Chap. 1

Deku's POV

Setelah pulang sekolah…

"Bye bye, Deku-kun! Hati-hati di jalan, yah!", teriak Uraraka kepadaku. Akupun membalas lambayan tangannya.

"Sampai ketemu hari Senin!", balasku tersenyum. Kami berdua berpisah saat mulai melangkahkan kaki keluar dari gerbang sekolah.

Akhirnya, besok hari Sabtu dan aku bisa latihan berdua bersama All Might. Sudah menjadi rutinitas kami untuk melatih kekuatanku menuju kata sempurna. "Ahh.. aku sudah tidak sabar", kataku sambil mengusap kedua tangan karena udara sore itu terasa sedikit dingin.
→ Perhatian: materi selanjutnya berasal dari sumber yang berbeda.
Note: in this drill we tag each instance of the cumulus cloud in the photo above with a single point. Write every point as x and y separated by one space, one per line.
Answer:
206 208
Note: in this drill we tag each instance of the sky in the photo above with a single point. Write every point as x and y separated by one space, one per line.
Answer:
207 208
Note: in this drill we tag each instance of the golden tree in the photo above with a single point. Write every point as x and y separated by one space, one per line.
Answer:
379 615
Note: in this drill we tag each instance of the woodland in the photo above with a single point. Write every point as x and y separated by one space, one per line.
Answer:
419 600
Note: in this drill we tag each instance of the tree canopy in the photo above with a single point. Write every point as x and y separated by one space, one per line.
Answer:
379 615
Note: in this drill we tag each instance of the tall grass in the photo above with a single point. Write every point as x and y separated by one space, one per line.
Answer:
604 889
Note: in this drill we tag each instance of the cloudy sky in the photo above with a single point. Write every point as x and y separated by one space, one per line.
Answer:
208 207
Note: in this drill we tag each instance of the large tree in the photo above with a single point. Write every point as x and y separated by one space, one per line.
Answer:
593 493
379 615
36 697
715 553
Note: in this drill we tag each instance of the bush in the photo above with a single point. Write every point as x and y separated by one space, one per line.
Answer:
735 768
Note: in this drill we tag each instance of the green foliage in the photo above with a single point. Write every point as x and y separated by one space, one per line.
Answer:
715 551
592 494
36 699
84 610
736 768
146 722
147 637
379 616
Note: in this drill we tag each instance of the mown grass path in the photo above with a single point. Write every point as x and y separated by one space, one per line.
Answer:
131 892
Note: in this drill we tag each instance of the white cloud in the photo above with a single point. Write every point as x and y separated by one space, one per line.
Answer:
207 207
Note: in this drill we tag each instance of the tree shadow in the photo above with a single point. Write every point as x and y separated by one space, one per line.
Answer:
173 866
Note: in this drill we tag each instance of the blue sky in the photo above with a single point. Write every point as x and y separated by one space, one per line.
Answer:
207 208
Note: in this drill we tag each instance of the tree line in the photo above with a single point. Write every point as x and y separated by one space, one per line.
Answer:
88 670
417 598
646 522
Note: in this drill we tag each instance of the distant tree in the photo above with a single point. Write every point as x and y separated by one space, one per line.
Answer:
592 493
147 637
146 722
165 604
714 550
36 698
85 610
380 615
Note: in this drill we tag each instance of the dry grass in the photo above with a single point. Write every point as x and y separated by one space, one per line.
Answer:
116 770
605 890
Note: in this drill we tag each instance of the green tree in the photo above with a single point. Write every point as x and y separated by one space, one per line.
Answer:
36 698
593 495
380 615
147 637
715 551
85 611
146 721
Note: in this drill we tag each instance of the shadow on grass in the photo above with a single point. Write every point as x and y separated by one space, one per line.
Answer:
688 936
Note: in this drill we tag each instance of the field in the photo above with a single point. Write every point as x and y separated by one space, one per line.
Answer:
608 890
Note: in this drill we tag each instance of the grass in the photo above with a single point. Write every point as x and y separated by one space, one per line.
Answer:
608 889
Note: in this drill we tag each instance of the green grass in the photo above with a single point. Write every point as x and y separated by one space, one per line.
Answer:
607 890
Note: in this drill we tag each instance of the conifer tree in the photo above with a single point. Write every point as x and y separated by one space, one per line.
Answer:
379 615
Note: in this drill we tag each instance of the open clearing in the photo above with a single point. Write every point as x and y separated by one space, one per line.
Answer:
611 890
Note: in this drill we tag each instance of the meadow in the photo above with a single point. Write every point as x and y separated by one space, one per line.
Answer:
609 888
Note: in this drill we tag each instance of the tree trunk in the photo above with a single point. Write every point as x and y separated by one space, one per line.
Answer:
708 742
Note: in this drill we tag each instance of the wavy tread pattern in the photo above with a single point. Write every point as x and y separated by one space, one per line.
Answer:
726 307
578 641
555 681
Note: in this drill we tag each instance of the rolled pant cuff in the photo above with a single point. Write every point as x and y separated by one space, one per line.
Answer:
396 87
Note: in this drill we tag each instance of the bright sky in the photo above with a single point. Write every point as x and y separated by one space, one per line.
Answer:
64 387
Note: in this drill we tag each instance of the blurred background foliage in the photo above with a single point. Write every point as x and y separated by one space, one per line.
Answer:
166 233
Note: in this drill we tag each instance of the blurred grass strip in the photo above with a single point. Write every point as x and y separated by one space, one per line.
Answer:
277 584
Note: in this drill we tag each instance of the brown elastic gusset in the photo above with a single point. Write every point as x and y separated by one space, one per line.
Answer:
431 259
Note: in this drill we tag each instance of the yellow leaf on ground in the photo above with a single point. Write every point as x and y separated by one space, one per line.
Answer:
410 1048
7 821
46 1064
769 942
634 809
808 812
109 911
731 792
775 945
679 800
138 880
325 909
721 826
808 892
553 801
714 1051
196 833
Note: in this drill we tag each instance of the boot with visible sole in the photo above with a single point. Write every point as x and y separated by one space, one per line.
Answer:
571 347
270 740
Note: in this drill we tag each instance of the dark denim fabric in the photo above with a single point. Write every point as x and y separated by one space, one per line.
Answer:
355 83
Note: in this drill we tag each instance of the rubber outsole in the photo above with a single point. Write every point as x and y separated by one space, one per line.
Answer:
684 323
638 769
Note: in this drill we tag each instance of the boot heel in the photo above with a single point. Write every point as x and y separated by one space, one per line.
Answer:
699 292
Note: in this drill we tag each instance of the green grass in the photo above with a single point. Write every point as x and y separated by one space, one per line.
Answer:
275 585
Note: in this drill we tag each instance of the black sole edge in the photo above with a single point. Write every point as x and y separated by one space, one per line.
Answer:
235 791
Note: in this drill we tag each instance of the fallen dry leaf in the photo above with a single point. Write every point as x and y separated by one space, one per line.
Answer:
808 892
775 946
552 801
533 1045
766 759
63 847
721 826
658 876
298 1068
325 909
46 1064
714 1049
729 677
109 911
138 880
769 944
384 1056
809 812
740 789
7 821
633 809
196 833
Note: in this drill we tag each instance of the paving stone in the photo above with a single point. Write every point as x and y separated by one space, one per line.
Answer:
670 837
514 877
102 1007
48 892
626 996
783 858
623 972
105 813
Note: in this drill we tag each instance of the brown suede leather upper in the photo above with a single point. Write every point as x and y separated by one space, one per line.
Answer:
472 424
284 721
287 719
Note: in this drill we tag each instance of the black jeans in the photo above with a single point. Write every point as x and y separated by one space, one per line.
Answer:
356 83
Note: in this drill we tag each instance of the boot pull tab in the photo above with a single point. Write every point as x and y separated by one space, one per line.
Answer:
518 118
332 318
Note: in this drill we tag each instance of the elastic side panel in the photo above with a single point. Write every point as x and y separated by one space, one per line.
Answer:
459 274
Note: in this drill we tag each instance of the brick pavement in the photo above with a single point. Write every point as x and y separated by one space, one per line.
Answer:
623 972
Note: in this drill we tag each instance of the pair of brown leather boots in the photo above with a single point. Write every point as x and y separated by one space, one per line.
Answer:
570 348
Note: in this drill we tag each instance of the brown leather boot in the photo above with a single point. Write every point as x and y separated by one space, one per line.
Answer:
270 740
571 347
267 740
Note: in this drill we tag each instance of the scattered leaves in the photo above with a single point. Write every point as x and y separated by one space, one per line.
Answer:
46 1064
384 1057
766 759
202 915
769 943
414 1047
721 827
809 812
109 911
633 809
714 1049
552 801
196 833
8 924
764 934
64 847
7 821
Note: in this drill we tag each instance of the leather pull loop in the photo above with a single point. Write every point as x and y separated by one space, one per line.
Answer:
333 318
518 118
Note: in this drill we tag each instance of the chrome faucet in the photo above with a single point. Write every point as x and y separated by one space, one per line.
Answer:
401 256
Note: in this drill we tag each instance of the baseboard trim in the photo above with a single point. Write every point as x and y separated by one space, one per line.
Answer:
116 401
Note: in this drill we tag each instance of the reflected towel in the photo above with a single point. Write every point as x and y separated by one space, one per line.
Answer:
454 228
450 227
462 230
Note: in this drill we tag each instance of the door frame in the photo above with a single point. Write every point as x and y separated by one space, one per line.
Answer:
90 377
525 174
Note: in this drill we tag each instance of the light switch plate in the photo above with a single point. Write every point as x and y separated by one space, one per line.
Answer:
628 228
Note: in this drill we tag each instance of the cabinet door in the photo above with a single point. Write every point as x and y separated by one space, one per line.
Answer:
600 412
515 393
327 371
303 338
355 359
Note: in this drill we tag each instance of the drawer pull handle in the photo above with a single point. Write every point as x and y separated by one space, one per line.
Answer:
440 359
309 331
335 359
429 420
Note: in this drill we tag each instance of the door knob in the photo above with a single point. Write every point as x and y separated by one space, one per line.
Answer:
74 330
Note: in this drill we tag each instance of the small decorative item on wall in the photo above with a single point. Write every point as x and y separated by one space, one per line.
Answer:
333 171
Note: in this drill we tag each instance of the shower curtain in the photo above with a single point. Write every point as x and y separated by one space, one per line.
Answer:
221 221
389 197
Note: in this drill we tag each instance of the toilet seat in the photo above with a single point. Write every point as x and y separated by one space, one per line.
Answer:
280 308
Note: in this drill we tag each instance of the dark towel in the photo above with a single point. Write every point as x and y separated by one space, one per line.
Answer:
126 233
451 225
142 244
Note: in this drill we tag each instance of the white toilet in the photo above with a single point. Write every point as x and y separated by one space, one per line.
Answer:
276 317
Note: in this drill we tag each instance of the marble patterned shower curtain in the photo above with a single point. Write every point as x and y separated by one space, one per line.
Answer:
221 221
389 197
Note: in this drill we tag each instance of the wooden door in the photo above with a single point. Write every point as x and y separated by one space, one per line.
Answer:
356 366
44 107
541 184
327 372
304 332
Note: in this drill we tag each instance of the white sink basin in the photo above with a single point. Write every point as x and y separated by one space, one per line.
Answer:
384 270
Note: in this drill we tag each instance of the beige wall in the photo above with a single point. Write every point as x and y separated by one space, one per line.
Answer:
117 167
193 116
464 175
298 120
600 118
Ting! Aku berjalan sambil membuka hp yang baru saja berbunyi dikarenakan masuknya notifikasi pesan. Kulihat tertera nama All Might disana. 'Bagaimana Nak Midoriya? Apa besok kita bisa latihan?', tulis pesan All Might.

Aku tersenyum tipis menanggapi pesan yang kubaca. Kututup hp-ku dan kukantongi kedalam baju, berpikir bahwa lebih baik balas pesannya di rumah saja. Akupun menambah kecepatan berjalanku semakin laju, dan akhirnya berlari karena tidak sabar menunggu hari esok.

Sesampainya dirumah...

"Ibu! Aku pulang!", teriakku seraya memasukkan sepatu ke dalam rak.

"Oh, Izuku! Bagaimana sekolah hari ini?", tanya ibu yang tampak lelah tetapi tetap memasang senyuman terbaiknya. "Baik seperti biasa", jawabku tersenyum lembut.

"Hari ini coba kamu tebak ibu masak apa?", tanya Ibu sambil melipat kedua tangannya di dada, seakan-akan menantangku untuk menjawab. Aku mencoba menghirup dalam bau masakan yang sudah lumayan tersebar. Oh! Aku tahu ini! Ini kan makanan kesukaanku!

"Ini pasti kari!", kataku sambil menjentikkan jari. "Haha! Seperti yang diharapkan dari anak ibu!", ibu mengusap kepalaku. "Ayo cepat ganti baju. Biar ibu yang siapin makanannya". Akupun mengangguk dan segera pergi ke kamar.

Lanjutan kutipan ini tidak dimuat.